Continuation patterns

Triangle

The triangle has three variants: symmetrical, ascending, descending.

The ascending (flat top) triangle is a bullish continuation pattern. The highs of the recent candlesticks remain the same and form a resistance level while the lows creep upwards. Confirmation occurs when the price breaks out above the resistance.

The descending triangle (flat bottom) is a bearish continuation pattern. The lows of the recent candlesticks remain the same and form a support level while the highs creep downwards. Confirmation occurs when the price breaks out below the support.

The symmetrical triangle can be either bullish or bearish depending on the trend. Here, both the lows and highs move towards each other until the price breaks out of the range.

Flag

A flag pattern temporarily goes against the overall trend of the asset. For bullish flags, the pattern is recognized by two downward moving parallel lines between which the price moves before breaking out. For Bearish flags, the two parallel lines move upwards before the price breaks out downwards.

Pennant

Pennants are quite similar to symmetrical triangles. The major difference is that for a pennant to form, a major movement has to occur first which is known as the flagpole. The consolidation of the price in a triangle shape that occurs after the flagpole is known as the pennant.

Wedge

Wedges can be either ascending or descending. Descending wedges are considered bullish and happen in uptrends. With descending wedges, the lows and highs of the candlesticks move downwards but still converge.

Reversal patterns

Double top (M)

The double top is a bearish pattern that signals a reversal of an uptrend.

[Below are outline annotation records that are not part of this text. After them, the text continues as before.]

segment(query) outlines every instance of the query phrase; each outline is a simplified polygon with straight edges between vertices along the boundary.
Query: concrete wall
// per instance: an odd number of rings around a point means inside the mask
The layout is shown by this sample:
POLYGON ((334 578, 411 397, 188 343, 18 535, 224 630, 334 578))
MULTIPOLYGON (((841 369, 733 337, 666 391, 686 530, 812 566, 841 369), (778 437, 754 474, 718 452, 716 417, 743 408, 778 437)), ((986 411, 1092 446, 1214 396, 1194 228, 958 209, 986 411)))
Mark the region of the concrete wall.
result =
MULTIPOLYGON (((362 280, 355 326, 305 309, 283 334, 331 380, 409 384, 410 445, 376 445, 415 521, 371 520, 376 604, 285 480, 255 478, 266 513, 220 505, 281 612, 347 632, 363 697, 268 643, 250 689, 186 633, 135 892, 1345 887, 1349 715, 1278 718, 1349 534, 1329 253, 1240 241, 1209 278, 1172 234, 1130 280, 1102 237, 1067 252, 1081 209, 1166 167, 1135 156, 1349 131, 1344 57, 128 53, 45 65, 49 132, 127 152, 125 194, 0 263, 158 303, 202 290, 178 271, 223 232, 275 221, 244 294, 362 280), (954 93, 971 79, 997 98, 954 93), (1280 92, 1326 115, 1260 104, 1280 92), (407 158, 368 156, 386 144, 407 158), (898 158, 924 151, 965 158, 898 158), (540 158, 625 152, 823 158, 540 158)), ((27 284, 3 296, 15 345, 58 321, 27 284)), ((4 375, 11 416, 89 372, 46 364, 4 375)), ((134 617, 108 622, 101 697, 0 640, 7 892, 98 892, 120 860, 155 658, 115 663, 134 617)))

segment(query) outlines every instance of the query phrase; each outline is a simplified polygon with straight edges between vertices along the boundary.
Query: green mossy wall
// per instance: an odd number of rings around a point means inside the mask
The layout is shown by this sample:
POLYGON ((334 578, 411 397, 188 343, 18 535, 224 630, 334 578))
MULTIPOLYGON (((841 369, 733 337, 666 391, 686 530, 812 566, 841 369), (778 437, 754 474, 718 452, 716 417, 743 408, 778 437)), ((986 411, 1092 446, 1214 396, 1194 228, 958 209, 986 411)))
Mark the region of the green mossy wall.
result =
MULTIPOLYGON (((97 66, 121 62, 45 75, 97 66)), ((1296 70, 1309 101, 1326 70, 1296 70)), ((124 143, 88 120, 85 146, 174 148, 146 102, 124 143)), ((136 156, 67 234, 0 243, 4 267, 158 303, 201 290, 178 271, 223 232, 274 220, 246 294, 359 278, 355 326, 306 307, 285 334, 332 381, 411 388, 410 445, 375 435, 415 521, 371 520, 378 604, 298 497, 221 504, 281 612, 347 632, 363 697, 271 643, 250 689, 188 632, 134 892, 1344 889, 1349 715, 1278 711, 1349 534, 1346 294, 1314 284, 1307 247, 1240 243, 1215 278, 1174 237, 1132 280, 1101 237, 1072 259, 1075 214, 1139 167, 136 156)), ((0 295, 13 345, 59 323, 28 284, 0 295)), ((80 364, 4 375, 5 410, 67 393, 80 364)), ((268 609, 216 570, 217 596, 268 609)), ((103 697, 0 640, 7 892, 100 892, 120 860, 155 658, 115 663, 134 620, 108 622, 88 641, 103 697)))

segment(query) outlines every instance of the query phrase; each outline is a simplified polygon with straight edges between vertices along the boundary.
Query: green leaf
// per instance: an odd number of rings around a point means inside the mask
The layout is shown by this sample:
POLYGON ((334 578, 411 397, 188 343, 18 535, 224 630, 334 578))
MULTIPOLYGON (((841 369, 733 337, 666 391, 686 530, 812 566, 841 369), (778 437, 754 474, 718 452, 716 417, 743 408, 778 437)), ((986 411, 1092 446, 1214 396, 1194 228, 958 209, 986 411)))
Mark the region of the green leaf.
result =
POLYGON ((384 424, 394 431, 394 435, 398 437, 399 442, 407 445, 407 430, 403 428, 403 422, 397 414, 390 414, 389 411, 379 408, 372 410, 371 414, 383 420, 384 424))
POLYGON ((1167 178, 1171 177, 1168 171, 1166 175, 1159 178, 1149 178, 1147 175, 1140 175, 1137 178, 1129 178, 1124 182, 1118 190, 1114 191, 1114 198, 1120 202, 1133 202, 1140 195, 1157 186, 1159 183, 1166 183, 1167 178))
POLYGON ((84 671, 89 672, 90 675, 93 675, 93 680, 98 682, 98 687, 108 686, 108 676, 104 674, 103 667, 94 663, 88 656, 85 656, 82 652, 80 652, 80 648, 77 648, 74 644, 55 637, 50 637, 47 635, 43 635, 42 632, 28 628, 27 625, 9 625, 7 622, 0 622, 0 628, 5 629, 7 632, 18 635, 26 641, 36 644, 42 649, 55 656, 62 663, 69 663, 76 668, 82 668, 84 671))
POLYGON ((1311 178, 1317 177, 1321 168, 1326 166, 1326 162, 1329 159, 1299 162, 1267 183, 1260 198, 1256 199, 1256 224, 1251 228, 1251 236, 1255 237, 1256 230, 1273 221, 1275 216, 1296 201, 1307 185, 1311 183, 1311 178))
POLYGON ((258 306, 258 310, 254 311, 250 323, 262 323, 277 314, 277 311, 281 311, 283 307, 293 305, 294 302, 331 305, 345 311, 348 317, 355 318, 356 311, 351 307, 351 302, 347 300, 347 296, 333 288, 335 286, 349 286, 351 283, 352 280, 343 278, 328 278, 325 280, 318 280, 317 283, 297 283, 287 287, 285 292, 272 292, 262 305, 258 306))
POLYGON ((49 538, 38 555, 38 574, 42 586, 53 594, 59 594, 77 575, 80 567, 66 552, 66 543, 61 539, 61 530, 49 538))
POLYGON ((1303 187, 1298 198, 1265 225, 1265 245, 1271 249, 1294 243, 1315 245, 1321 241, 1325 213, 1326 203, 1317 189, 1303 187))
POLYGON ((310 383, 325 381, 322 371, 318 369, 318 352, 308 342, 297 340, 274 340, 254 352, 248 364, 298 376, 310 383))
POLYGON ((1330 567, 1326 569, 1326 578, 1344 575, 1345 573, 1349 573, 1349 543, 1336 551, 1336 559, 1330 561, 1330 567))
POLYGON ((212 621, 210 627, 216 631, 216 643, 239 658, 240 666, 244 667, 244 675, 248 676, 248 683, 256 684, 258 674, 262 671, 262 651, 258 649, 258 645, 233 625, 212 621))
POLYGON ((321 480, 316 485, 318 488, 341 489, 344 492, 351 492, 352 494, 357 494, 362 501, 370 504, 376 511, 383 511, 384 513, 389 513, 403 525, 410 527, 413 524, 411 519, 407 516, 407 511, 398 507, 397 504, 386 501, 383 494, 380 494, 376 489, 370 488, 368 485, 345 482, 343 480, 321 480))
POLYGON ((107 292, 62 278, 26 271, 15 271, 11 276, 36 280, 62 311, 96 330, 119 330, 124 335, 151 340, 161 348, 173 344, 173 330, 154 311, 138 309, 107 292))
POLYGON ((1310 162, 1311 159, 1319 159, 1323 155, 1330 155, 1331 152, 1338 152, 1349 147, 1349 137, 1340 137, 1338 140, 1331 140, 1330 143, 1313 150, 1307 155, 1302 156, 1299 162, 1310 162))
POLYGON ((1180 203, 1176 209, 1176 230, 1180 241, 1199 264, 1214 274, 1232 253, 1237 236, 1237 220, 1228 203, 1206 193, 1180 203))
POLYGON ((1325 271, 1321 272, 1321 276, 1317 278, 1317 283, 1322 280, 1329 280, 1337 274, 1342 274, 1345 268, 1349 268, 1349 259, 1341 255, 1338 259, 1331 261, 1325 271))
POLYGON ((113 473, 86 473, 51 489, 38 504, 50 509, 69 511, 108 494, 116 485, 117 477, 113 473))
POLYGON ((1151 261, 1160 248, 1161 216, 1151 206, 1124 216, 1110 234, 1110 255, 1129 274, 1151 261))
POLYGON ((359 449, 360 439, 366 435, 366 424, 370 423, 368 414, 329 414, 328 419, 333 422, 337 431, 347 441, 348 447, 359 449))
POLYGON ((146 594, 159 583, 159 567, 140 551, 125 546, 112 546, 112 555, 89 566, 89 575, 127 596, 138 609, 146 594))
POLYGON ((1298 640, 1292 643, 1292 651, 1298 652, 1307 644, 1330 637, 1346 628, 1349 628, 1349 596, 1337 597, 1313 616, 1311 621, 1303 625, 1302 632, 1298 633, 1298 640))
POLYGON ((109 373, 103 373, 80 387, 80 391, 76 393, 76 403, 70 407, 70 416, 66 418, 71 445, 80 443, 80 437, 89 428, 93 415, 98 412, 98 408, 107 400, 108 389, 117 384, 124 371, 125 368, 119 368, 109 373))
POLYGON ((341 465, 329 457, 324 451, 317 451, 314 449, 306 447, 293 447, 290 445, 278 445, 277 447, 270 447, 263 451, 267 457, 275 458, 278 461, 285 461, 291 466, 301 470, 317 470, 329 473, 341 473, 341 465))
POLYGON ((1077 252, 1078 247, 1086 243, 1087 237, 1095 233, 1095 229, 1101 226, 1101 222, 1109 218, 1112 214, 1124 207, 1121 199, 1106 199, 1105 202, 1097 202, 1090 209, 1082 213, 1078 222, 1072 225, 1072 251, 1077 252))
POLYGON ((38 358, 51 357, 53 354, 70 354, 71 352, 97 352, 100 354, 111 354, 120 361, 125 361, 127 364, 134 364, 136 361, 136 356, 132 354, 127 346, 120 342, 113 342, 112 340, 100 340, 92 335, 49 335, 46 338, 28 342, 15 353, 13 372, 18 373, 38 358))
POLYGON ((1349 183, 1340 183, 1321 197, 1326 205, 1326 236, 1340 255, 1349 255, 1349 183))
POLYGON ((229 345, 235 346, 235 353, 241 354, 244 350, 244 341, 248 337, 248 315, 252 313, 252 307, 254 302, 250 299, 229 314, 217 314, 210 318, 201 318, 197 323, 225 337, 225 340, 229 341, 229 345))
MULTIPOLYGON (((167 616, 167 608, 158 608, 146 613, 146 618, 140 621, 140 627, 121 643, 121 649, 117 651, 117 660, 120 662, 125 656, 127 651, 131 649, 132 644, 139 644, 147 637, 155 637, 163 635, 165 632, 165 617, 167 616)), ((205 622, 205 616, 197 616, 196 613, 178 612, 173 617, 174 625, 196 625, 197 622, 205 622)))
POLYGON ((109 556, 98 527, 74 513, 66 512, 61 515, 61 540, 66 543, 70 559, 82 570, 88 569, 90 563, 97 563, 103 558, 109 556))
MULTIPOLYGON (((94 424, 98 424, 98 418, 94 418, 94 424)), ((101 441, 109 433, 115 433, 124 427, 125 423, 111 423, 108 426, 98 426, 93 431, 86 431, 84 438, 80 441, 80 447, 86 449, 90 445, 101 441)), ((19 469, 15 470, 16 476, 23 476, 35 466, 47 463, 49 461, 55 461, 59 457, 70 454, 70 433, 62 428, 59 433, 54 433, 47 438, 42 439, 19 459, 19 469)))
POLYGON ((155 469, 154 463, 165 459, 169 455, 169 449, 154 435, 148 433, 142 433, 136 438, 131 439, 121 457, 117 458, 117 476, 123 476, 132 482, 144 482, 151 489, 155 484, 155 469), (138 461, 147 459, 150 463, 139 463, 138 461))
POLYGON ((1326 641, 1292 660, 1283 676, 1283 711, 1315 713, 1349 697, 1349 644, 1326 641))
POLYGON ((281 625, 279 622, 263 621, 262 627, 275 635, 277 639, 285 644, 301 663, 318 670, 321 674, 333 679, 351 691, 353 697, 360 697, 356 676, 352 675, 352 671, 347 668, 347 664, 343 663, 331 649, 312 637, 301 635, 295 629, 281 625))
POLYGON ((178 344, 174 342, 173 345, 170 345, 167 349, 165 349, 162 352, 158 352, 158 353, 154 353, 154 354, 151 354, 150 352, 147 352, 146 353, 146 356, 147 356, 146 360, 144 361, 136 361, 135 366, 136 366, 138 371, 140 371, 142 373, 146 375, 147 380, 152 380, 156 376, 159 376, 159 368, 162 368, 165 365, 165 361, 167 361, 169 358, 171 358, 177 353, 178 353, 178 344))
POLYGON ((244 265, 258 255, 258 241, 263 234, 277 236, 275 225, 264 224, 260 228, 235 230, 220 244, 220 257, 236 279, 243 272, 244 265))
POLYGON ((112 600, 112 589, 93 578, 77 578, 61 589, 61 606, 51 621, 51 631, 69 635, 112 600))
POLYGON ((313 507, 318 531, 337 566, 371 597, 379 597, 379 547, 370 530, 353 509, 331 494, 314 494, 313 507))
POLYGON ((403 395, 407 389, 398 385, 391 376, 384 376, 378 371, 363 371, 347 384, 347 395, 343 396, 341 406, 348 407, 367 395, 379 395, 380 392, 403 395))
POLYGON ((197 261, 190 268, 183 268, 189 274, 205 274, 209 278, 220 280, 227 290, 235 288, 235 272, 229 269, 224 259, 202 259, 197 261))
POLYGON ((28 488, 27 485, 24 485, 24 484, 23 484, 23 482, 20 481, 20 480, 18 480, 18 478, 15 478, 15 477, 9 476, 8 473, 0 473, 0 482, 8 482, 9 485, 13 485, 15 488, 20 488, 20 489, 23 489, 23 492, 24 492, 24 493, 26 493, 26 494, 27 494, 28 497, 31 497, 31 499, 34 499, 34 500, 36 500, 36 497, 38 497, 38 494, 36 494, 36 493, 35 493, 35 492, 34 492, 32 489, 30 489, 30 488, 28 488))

It occurs when the price gets rejected from the same high point twice with a drawback in between. Because of this structure, it is also referred to as an M pattern.

Double bottom (W)

The double bottom is the opposite of the double top and signals a reversal of a downtrend. It occurs when the price gets rejected from the same low point twice with an up move in between. It is also referred to as a W pattern. \

Cup and handle

The cup and handle pattern is a bullish signal. First, the cup is formed by the price moving in a “U” shape or a “bowl”. Then, after the bullish momentum, the price pulls back a bit, creating the handle. The pattern is confirmed once the price moves above the level of initial rejection preceding the handle again.

Head and shoulders (H&S)

The head and shoulders pattern is a bearish signal that indicates the reversal of an uptrend. It consists of three tops: the left shoulder, the head, and the right shoulder. The head is the highest top with the left and right shoulder being of more or less equal height. Between the left shoulder and the head, the price dips. The low point of this is considered the neckline which is considered a support that is again touched during the pullback between the head and the right shoulder.

Reverse head and shoulders

The reverse head and shoulders pattern is a bullish signal that indicates the reversal of a downtrend. It consists of three bottoms: the left shoulder, the head, and the right shoulder. The head is the lowest bottom with the left and right shoulder being of more or less equal height. Between the left shoulder and the head, the price rises. The highest point of this is considered the neckline which acts as a resistance that is again touched during the pullback between the head and the right shoulder.